What is a healthy cat? Knowing the difference between a healthy cat, one that is "off its feed" or one that is really ill can sometimes be the difference between life and death for a cat.
A healthy cat is bright-eyed, alert and active, wants to play and annoy you, enjoys its food and purrs up a storm. The coat of a healthy cat will be soft and shiny, with little shedding, except in the springtime. The body of a healthy cat will be fairly trim, no sores or rashes, teeth and gums in good condition, no fleas or other parasites, breath should be odor free (except after eating fish) and it should not be coughing, sneezing or have a runny nose.
The inner workings of a healthy cat should follow a normal pattern of regular bowel movements and urination.
A cat "off its feed" will generally exhibit all the healthy cat characteristics except it will not want to eat for a day. I have 3 cats and each one has gone through a day, where food is of little interest (maybe they found a mouse) and they were acting perfectly fine other wise. However, later in the evening or the following day their appetites were back and then some.
A cat that is ill may have many symptoms or just one or two. Some things to look for are lack of appetite that lasts for more than a day. Has your cat's behavior changed? Sudden inactivity may be a sign you cat is not feeling well. Constipation or diarrhea (blood in the stool) that lasts a day or two is also a sign that all is not well internally. Should you see blood in the cat's stool call your vet at once?
The inability to urinate could be a sign of blockage (cats do get kidney stones) or other bladder disorders again if you see any of these signs, including blood in the urine, call your vet as soon as possible. If your cat suddenly starts urinating outside the litter box, it may have a bladder problem. Some cats think the litter box is causing the pain.
Vomiting can be a sign of fur balls a common cat problem, however if your cat vomits more than once a week, call your vet.
A sudden increase in drinking water or an increase in your cat's appetite is also signal that something is amiss. Should your cat show any of these signs call your vet at once as it maybe a sign of something very serious.
A healthy cat will have eyes that are shiny and clear. Cats have what is known as a "third eye." It should not be seen.

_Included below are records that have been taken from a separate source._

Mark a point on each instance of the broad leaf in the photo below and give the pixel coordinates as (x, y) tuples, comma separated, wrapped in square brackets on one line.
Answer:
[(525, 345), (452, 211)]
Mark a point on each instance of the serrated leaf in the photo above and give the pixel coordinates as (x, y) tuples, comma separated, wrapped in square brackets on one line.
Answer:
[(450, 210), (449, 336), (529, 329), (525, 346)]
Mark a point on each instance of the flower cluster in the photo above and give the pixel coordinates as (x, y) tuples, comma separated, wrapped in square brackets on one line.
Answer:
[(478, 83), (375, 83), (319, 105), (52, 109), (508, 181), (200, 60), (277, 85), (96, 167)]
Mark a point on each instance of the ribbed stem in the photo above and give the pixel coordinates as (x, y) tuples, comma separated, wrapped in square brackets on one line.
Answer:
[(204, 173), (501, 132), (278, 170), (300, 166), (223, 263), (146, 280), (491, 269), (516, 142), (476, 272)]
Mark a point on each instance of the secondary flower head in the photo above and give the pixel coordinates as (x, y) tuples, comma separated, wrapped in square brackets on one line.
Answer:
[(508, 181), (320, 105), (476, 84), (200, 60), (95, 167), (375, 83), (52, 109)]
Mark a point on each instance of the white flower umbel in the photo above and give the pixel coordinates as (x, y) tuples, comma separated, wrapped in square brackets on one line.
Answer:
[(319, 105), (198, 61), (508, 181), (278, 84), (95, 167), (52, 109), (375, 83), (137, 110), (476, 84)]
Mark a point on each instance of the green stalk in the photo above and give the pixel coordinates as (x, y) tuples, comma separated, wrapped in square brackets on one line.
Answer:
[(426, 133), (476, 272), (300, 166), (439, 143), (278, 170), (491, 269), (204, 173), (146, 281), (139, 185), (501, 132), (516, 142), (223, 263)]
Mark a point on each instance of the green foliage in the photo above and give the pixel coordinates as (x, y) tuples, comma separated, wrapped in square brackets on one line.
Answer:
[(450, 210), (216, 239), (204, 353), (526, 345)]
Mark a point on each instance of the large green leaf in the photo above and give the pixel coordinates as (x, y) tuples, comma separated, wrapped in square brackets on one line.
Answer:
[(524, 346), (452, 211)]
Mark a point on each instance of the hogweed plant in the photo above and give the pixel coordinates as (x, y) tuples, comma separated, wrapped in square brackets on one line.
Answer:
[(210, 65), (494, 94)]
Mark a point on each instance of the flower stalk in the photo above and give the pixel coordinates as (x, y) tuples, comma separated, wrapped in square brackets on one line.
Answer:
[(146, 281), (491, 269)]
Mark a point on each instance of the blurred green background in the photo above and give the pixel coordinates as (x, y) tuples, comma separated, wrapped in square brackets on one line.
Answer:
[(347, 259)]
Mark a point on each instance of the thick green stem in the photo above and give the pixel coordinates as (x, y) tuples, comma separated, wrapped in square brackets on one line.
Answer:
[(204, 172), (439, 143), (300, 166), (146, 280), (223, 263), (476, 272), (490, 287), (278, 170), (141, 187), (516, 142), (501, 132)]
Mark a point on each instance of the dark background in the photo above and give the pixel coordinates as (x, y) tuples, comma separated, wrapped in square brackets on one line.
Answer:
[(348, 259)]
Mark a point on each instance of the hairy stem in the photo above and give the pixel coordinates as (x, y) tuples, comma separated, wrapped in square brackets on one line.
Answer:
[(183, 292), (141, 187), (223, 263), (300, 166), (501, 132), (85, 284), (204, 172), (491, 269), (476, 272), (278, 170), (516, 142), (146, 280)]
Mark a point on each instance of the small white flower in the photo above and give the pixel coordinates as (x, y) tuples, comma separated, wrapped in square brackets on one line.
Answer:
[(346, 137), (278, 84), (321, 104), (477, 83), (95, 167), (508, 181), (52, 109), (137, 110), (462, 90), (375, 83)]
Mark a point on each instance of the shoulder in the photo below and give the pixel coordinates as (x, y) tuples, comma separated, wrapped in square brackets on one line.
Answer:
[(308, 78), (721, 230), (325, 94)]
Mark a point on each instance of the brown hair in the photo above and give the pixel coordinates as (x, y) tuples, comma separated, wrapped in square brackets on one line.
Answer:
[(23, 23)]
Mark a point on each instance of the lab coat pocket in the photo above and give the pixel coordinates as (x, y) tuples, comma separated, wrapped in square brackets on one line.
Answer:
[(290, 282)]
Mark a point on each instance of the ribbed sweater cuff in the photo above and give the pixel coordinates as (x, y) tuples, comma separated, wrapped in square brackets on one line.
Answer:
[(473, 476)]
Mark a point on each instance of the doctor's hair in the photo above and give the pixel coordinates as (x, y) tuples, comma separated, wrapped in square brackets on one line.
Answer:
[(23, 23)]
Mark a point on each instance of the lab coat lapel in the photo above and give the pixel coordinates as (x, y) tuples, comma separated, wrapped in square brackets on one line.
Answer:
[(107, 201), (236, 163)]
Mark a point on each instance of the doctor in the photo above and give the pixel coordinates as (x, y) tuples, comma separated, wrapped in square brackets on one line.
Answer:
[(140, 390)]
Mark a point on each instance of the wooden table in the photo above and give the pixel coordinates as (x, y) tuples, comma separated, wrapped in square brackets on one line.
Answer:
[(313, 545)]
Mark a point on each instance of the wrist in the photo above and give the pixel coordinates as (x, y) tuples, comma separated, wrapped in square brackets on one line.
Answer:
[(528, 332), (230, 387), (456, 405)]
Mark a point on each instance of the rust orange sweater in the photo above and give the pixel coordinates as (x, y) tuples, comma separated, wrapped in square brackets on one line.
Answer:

If you see a covering coming over the eye it is usually a sign that there is a health problem or the cat is suffering from some stress.
A healthy cat should have a soft velvety nose that is moist, but not runny. If your cat's mouth is not pink and clean looking and its teeth are getting a build up of tartar, have your vet examine your cat as soon as possible.
There will be times when you can treat an ailing cat at home, but the best advice I can give, is call your vet and get his/her advice first and then follow through with home treatment.
I tried to treat my cat, Smokey, when he has a small lesion on his leg with a "petroleum based ointment" not realizing that while he was licking it off, he was ingesting the product and as a result got very sick. A quick trip to an "emergency clinic" (night visit) and many dollars later I learned "petroleum based products" and cats tummies, do not get along very well.
So call your vet when you have the slightest doubt about the correct procedure to follow and even if you do know, it is a good idea to verify it with the vet.
One of the most important things you can do for your kitten is to make certain that it receives its kitten shots. These shots are known as the "3 in 1" vaccinations and are given to a kitten at approximately 4, 8,and 12 weeks along with a rabies shot. The purpose is to protect your kitten from some very serious viruses that can be deadly. My cats get yearly booster shots along with their rabies shot. It is my understanding that some vets suggest the booster shots every two years with some states allowing cats to get a 3-year rabies shot. Talk to your vet and follow their advice. The important thing here is that your cats has these shots.
Bacteria, viruses and bacteria-like organisms cause the majority of cat diseases. Your cat can pick up these things simply by inhaling an organism coming through the wind, coming in contact with an infected cat, eating infected food or water or a bite. Realizing this, keeping a cat inside sounds like the best advice I can give. However, my cats, because of the size of our property and the fact our guys stay within the confines of our fence, they are indoor/outdoor cats.
While I have given you an idea of what a healthy cat should be, never hesitate to call or see your vet, should you have the slightest worry regarding your cat's health.